Paterson tasked with helping Gulls get back to winning

Photo: Mike Zitek

Patrick Williams, Features Writer

From the development side, the San Diego Gulls have a track record of success since joining the AHL in 2015.

A long list of player including Lukas Dostal, Troy Terry, Trevor Zegras, John Gibson, Brandon Montour, Isac Lundestrom, Max Jones, Josh Mahura, Sam Steel and Shea Theodore have come through San Diego before becoming NHL contributors in Anaheim and elsewhere.

From this season’s Gulls roster, rookie defenseman Olen Zellweger more than matched expectations, earning a trip to the AHL All-Star Classic and playing 26 games with Anaheim. Forward Nathan Gaucher, the 22nd overall pick in the 2022 NHL Draft, broke into the pro ranks and played all 72 games for San Diego this season. Nikita Nesterenko, a rookie out of Boston College, put up 37 points in 70 games for the Gulls and skated in three NHL contests as well.

The AHL standings, however, have been a struggle of late. The Gulls finished seventh in the Pacific Division in 2021-22 and were swept in a best-of-three first-round playoff series. They finished last overall in 2022-23, and were 28th this season with a record of 26-35-10-1 (63 points). Matt McIlvane served as the team’s fourth head coach in as many seasons.

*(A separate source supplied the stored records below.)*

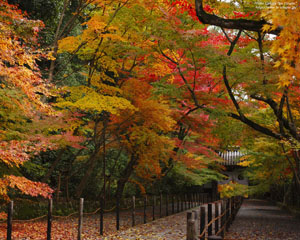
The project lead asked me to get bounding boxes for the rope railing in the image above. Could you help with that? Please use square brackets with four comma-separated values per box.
[186, 197, 242, 240]
[199, 209, 229, 238]
[4, 193, 209, 240]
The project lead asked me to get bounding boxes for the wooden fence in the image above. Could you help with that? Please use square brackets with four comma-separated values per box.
[6, 193, 212, 240]
[186, 197, 242, 240]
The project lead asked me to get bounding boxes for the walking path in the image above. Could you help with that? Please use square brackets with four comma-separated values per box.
[225, 199, 300, 240]
[106, 208, 186, 240]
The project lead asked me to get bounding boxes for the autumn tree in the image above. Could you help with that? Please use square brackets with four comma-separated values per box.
[0, 1, 52, 200]
[190, 0, 300, 199]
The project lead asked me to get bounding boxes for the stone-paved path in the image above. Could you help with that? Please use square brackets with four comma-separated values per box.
[106, 207, 186, 240]
[225, 200, 300, 240]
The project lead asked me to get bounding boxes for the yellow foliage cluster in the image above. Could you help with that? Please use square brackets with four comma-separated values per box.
[56, 86, 135, 115]
[262, 0, 300, 87]
[218, 181, 248, 198]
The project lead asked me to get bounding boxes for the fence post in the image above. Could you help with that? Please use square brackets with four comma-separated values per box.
[166, 194, 169, 216]
[200, 207, 206, 240]
[186, 212, 197, 240]
[184, 194, 188, 210]
[215, 201, 219, 233]
[132, 196, 135, 227]
[207, 203, 212, 236]
[220, 201, 226, 238]
[172, 194, 175, 214]
[225, 198, 230, 232]
[152, 195, 156, 221]
[47, 199, 53, 240]
[6, 201, 14, 240]
[176, 195, 180, 213]
[193, 210, 200, 237]
[116, 195, 120, 231]
[100, 196, 104, 235]
[77, 198, 83, 240]
[159, 194, 162, 218]
[144, 195, 147, 223]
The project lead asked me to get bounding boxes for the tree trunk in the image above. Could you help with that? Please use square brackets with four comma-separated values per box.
[116, 154, 138, 199]
[75, 153, 97, 198]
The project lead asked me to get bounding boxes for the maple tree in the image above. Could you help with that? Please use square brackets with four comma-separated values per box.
[189, 0, 300, 199]
[0, 1, 85, 203]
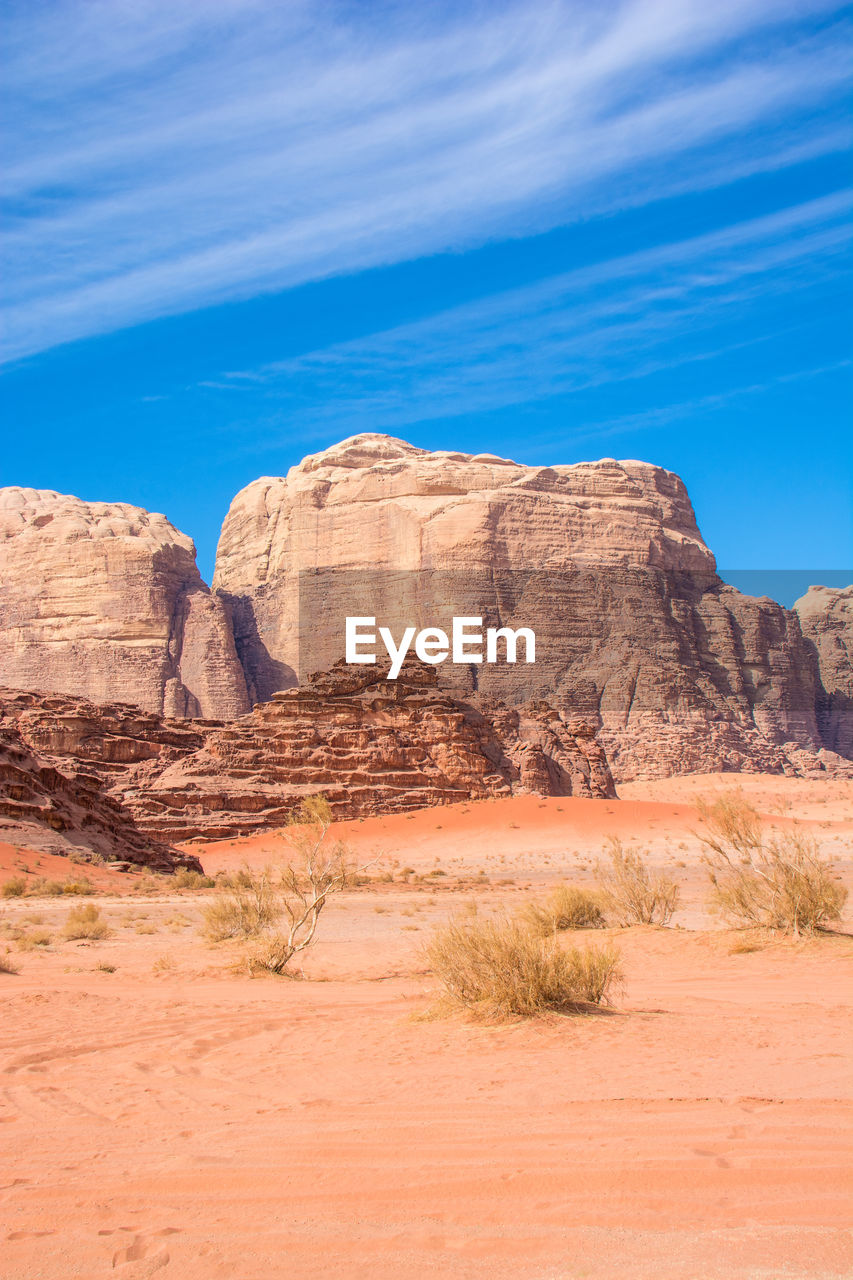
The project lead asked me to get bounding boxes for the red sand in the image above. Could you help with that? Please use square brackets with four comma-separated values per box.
[0, 780, 853, 1280]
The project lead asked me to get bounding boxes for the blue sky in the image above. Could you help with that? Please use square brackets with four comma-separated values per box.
[0, 0, 853, 594]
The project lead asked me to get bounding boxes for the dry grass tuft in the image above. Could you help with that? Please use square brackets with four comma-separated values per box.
[697, 791, 847, 936]
[202, 867, 282, 942]
[202, 796, 366, 974]
[18, 929, 54, 951]
[427, 918, 621, 1019]
[169, 867, 216, 891]
[519, 884, 605, 937]
[596, 838, 679, 924]
[63, 902, 110, 941]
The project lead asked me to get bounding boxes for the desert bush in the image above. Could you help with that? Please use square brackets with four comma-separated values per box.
[18, 929, 53, 951]
[244, 796, 356, 974]
[202, 796, 365, 974]
[63, 902, 110, 941]
[172, 867, 216, 890]
[202, 867, 282, 942]
[596, 837, 679, 924]
[697, 792, 847, 934]
[519, 884, 605, 936]
[63, 876, 95, 897]
[427, 918, 620, 1018]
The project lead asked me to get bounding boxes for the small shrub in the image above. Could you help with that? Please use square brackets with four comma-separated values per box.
[18, 929, 53, 951]
[427, 918, 620, 1018]
[63, 902, 110, 941]
[68, 849, 106, 867]
[596, 838, 679, 924]
[204, 796, 365, 974]
[172, 867, 216, 890]
[29, 876, 65, 897]
[520, 884, 605, 936]
[202, 867, 282, 942]
[63, 876, 95, 897]
[697, 792, 847, 934]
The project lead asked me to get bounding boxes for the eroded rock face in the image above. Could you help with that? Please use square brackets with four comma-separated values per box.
[0, 703, 201, 872]
[0, 664, 615, 844]
[0, 488, 248, 717]
[214, 435, 826, 781]
[794, 586, 853, 759]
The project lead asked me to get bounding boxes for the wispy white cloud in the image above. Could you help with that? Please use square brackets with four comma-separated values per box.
[3, 0, 845, 358]
[215, 193, 853, 443]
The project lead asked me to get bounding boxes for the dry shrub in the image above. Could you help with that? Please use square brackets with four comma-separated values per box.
[202, 867, 282, 942]
[697, 791, 847, 934]
[204, 796, 364, 974]
[519, 884, 605, 937]
[596, 837, 679, 924]
[18, 929, 53, 951]
[427, 918, 621, 1018]
[172, 867, 216, 890]
[63, 902, 110, 941]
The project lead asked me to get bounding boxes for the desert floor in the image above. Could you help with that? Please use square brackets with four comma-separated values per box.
[0, 777, 853, 1280]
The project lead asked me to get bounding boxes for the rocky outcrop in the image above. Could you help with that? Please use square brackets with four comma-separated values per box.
[794, 586, 853, 759]
[0, 724, 201, 872]
[0, 488, 248, 718]
[214, 435, 831, 780]
[0, 664, 615, 842]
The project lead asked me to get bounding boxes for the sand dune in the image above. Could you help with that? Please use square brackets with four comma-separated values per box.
[0, 780, 853, 1280]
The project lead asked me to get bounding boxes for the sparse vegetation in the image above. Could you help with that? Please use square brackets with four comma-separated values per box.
[172, 867, 216, 890]
[18, 929, 53, 951]
[202, 867, 282, 942]
[63, 902, 110, 941]
[520, 884, 605, 937]
[427, 918, 621, 1019]
[697, 792, 847, 934]
[596, 837, 679, 924]
[204, 796, 364, 974]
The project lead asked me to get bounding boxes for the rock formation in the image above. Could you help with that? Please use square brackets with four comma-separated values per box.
[794, 586, 853, 759]
[0, 488, 248, 718]
[214, 435, 827, 780]
[0, 716, 201, 872]
[0, 666, 615, 842]
[0, 435, 853, 783]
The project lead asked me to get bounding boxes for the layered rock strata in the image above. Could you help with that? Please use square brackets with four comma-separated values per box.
[0, 726, 201, 872]
[214, 435, 833, 781]
[794, 586, 853, 759]
[0, 666, 615, 842]
[0, 488, 248, 718]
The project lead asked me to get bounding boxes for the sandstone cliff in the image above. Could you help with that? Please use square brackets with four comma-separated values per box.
[0, 488, 248, 717]
[0, 666, 615, 842]
[0, 691, 200, 872]
[794, 586, 853, 759]
[214, 435, 831, 780]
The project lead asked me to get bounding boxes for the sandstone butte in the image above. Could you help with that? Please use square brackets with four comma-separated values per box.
[214, 434, 850, 782]
[0, 435, 853, 858]
[0, 488, 250, 718]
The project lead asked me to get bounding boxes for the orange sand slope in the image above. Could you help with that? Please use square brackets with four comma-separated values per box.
[0, 780, 853, 1280]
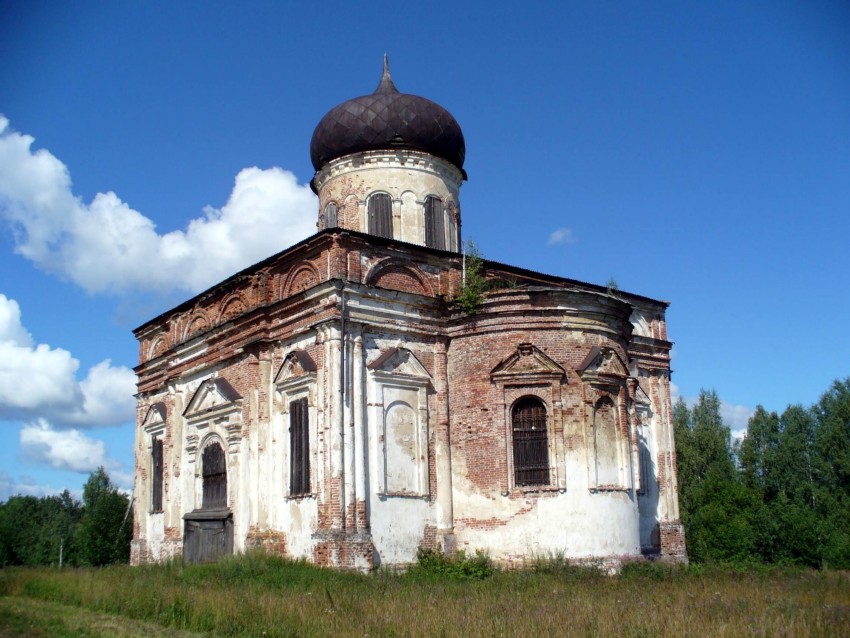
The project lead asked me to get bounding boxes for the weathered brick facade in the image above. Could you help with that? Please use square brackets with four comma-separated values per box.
[131, 61, 686, 569]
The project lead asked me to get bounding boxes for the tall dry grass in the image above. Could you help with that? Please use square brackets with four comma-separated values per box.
[0, 554, 850, 636]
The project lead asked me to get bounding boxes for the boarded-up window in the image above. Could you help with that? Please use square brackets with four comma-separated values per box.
[289, 399, 310, 496]
[511, 397, 549, 485]
[384, 402, 421, 494]
[325, 202, 338, 228]
[151, 439, 163, 512]
[201, 443, 227, 509]
[425, 195, 446, 250]
[593, 397, 620, 485]
[369, 193, 393, 238]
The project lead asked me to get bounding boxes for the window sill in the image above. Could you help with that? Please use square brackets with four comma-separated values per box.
[502, 485, 567, 498]
[589, 485, 631, 494]
[284, 492, 318, 501]
[378, 492, 429, 501]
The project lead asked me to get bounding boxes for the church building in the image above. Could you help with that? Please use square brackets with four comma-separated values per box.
[131, 61, 687, 570]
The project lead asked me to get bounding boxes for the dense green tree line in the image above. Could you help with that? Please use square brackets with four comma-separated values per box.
[673, 378, 850, 569]
[0, 467, 133, 566]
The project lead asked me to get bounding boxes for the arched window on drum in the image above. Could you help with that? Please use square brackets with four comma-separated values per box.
[367, 193, 393, 239]
[325, 202, 339, 228]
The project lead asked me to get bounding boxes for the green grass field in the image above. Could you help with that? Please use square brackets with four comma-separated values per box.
[0, 555, 850, 637]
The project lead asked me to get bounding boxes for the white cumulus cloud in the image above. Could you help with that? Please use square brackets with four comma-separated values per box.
[21, 419, 107, 472]
[0, 470, 69, 502]
[546, 228, 576, 246]
[0, 294, 136, 428]
[0, 116, 318, 294]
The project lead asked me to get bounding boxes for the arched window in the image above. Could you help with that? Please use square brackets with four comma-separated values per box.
[425, 195, 446, 250]
[368, 193, 393, 238]
[151, 437, 163, 512]
[511, 397, 549, 485]
[201, 443, 227, 509]
[289, 399, 310, 496]
[593, 397, 620, 485]
[325, 202, 339, 228]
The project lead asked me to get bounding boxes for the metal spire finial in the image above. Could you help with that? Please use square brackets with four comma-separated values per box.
[375, 53, 398, 93]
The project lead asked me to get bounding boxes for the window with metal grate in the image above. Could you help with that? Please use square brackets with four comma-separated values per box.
[201, 443, 227, 509]
[289, 399, 310, 496]
[368, 193, 393, 238]
[425, 195, 446, 250]
[325, 202, 338, 228]
[151, 438, 163, 512]
[511, 397, 549, 485]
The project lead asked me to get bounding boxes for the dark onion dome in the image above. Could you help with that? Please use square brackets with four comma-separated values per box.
[310, 56, 466, 178]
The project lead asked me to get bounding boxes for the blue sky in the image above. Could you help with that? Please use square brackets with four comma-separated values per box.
[0, 0, 850, 499]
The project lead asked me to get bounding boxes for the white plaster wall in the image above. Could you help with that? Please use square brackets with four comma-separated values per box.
[452, 438, 640, 561]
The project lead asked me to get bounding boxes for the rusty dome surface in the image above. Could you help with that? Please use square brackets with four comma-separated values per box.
[310, 58, 466, 176]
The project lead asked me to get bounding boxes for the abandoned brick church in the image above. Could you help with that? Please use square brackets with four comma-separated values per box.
[132, 64, 686, 570]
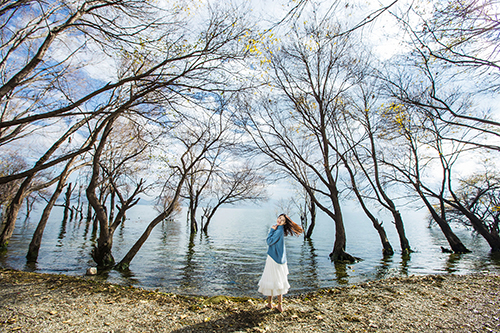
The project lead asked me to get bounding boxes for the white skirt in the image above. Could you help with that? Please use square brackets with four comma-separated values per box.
[259, 255, 290, 296]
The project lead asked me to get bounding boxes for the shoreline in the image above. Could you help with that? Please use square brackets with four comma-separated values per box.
[0, 269, 500, 333]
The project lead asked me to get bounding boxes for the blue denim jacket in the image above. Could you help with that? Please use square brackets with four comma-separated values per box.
[267, 225, 286, 264]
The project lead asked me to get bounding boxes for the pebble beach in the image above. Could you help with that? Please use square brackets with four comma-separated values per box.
[0, 269, 500, 333]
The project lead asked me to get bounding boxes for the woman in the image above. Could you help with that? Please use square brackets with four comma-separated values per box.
[259, 214, 304, 312]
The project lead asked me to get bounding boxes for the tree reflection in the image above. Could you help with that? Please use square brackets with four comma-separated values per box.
[444, 253, 462, 273]
[334, 261, 349, 285]
[375, 256, 393, 280]
[399, 253, 411, 276]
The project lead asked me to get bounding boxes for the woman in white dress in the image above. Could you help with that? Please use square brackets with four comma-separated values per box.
[259, 214, 304, 312]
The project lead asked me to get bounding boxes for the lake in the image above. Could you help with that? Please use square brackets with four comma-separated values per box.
[0, 205, 500, 297]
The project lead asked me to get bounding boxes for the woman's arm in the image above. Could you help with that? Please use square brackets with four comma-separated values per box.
[266, 226, 284, 245]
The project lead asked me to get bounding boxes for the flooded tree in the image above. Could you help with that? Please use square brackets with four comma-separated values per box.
[247, 17, 370, 261]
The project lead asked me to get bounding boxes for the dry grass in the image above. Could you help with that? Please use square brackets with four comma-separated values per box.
[0, 270, 500, 333]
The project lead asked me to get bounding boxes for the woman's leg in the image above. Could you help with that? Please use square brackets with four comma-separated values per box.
[267, 296, 273, 309]
[276, 295, 283, 312]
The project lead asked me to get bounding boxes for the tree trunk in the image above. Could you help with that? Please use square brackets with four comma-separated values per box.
[63, 183, 73, 221]
[109, 189, 116, 221]
[416, 187, 471, 253]
[85, 112, 119, 267]
[455, 204, 500, 252]
[330, 188, 356, 262]
[189, 199, 198, 234]
[391, 207, 412, 254]
[0, 175, 34, 249]
[305, 200, 316, 239]
[0, 190, 23, 249]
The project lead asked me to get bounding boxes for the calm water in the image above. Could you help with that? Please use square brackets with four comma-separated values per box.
[0, 202, 500, 296]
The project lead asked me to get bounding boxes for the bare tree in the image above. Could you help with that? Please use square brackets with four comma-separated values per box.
[116, 114, 236, 270]
[243, 18, 372, 261]
[203, 164, 266, 233]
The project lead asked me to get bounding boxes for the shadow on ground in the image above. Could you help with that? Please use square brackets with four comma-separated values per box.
[173, 307, 279, 333]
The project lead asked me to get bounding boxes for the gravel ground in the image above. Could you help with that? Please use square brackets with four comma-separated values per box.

As Anaheim general manager Pat Verbeek maps out plans for the future, there is an organizational aim to get Ducks prospect critical Calder Cup Playoff experience next spring. The Gulls made the postseason three times in their first four seasons, including a trip to the Western Conference Finals in 2019. Incoming San Diego GM Rick Paterson is aiming to bring those winning days back.

There isn’t much that the 66-year-old Paterson hasn’t done in hockey at this point. He played 430 NHL games as a forward with the Chicago Blackhawks. He has been a director of pro scouting, a director of player personnel, a pro scout, and has been an assistant coach and head coach in the NHL. Along the way he has won the Stanley Cup four times with the Pittsburgh, Tampa Bay and Anaheim organizations.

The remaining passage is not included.